Андрей вздрогнул: «Так и оказалось, впрочем… Хотя что я? Он же не умер. Он бы тогда так в записке и написал: мол, жизнь опротивела, хочу на тот свет… Так нет ведь… Он явно жив, но в каком смысле, и к тому же не хочет нас знать: ни меня, ни Аллу, никого и ничего. Всех кинул».

И перед умом Андрея открылись вдруг глаза Станислава. Он вспомнил, что, по рассказам матери, старый цыган, заглянув случайно в глаза трёхлетнего тогда Стасика, со вздохом сказал:

– Большой шалун будет парень.

И с уважением отошёл в сторону навсегда.

– Что буйствуете, товарищ? – раздался рядом голос милиционера, по старинке употребившего это старомодное слово «товарищ».

Андрей снизу невзрачно посмотрел на него.

– В чём буйство? – только и спросил.

– А я откуда знаю, – спокойно признался милиционер. – Что вы тут разговариваете, платите штраф, и всё тут.

Милиционер слегка пошатнулся.

– Так денег нет.

– Брось ты, сколько-нибудь да есть. Дело в дружбе, а не в деньгах… Короче, отстёгивай.

– Сто рублей только есть, – ответил немного приходящий в себя Андрей.

Подумал даже, что бить милиционера опасно, избиение при исполнении – дело серьёзное, могут найти, да и парня этого просто так не изобьёшь.

– Ну, ладно, сто рублей тоже деньги. Давай, не мешкай. Рот не разевай.

Милиционер помял бумажку в потной руке и добавил:

– А как же ты домой-то доедешь? Ишь, на ногах не стоишь, как и я. На тебе десять рублей сдачи и иди себе с богом, – миролюбивое, даже отеческое, было заключение.

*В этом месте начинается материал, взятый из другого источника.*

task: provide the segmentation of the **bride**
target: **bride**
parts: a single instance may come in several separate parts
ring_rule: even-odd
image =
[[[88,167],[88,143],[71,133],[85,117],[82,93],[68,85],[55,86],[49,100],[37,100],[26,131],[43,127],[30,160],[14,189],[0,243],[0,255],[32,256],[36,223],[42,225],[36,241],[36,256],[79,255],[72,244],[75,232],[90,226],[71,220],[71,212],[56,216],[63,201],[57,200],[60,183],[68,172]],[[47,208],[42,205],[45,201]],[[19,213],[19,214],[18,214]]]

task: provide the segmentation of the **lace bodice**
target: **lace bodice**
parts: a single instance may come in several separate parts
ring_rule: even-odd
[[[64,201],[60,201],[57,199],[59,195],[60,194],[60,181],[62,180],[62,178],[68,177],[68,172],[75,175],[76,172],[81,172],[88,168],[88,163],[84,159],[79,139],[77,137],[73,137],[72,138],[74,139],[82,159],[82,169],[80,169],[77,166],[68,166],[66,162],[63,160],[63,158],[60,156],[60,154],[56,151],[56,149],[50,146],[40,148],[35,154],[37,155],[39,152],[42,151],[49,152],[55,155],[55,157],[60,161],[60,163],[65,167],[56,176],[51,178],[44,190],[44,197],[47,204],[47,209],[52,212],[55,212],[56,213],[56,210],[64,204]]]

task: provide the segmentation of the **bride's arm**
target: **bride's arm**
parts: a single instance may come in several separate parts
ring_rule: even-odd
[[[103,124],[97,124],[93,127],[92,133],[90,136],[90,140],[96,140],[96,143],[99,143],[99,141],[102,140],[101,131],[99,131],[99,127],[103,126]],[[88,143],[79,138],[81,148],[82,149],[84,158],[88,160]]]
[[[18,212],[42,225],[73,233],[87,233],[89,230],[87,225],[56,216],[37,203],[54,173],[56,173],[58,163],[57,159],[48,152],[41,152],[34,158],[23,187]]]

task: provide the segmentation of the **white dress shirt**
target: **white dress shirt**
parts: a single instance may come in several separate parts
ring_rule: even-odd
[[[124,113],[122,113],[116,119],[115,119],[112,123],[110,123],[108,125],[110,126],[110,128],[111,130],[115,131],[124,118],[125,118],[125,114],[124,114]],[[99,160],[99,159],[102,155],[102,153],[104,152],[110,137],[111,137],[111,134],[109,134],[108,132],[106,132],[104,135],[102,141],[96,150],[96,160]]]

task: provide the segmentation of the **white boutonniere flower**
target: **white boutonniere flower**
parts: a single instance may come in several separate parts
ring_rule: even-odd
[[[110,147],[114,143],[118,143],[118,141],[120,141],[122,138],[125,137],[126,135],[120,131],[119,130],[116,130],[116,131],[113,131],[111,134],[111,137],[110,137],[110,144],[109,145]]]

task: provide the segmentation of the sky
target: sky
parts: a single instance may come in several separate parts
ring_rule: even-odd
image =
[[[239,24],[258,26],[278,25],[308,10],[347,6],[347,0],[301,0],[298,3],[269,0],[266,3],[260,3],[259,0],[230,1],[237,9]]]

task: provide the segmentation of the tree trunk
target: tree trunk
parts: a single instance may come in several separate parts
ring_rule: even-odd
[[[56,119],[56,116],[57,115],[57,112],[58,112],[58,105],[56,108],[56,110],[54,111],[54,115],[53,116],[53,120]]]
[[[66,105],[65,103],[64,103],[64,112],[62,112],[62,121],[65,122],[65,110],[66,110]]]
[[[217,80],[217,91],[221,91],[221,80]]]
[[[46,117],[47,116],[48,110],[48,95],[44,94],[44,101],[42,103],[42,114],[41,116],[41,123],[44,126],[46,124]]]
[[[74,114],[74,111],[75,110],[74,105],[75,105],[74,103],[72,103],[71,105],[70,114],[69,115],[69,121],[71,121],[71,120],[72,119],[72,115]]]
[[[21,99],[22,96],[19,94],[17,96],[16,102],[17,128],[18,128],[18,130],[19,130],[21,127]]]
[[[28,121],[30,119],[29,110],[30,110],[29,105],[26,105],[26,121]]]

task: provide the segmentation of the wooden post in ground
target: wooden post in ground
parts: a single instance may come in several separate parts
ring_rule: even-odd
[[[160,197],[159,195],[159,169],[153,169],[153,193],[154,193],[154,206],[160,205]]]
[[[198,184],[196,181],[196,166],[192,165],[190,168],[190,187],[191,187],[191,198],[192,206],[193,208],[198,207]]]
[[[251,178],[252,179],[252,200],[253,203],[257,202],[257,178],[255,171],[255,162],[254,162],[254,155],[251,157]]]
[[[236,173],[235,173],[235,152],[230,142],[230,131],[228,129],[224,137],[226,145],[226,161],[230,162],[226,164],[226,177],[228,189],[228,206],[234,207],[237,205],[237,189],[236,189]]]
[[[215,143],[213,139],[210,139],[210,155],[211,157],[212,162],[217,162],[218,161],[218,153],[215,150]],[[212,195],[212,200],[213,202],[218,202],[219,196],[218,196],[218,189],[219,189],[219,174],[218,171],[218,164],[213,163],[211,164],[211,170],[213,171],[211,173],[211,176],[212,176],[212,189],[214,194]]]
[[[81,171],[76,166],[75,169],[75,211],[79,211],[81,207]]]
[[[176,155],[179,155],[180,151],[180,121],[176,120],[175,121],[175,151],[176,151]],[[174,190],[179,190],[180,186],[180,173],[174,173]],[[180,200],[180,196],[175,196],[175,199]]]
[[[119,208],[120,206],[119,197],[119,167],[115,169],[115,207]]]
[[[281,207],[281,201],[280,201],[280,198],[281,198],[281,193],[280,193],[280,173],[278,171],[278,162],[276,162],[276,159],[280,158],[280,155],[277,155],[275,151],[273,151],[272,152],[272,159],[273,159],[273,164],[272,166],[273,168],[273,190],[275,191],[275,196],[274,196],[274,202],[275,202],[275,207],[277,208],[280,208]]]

Андрей взял десятку и пошёл.

– Смотри, на меня не обижайся, – выпалил ему в дорогу милиционер. А потом, помолчав, добавил криком:

– Будешь обижаться, арестую!

Глава 5

Нил Палыч вошёл тихо, никого не трогая. Лена открыла ему, потому что он постучал по-своему: три стука, пауза и потом четвёртый. Да и вибрации были его, нажатие же на кнопку он отрицал. Лена была одна в квартире. Наступала ночь, потому и не спала.

Нил Палыч был в плаще, в очках, чуть сгорбленный. Но глаза смотрели настолько дико-всепроникающе, с голубым мраком, что Лена обрадовалась.

– Не спишь, Ленок? – строго спросил старик. – О чём думаешь-то?

– А о том думаю, Нил, – резко выпалила Лена, – что я по судьбе вселенных всех соскучилась. Все якобы хотят в небо, в небо, к Духу, к Первоисточнику. Правильно. Я там, кстати, была. Не так уж близко, но всё-таки. И вот что скажу: не только там, но и во Вселенной нашей, и на земле особая тайна должна быть. Своя, глубинная, непостижимая пока и отличающаяся в принципе от тайн Неба, может быть, скрытая для Него, для высших-то, что-то невероятное, так что особый орган познания надо иметь, чтобы войти в эту тайну. Я чувствую это интуитивно, а то всё дух и дух, но ведь помимо этого есть глубины бытия, относящиеся только к мирам, а не к духовному Небу. Я не говорю даже о Великой Матери, повелительнице миров и материи… Я и плоть стала любить свою! Что-то есть сокрытое, помимо Духа.

– Ну пошла, пошла, ты всё за своё, Ленок, – осклабился Нил Палыч. – Ты хоть меня чайком напои. Бедовая!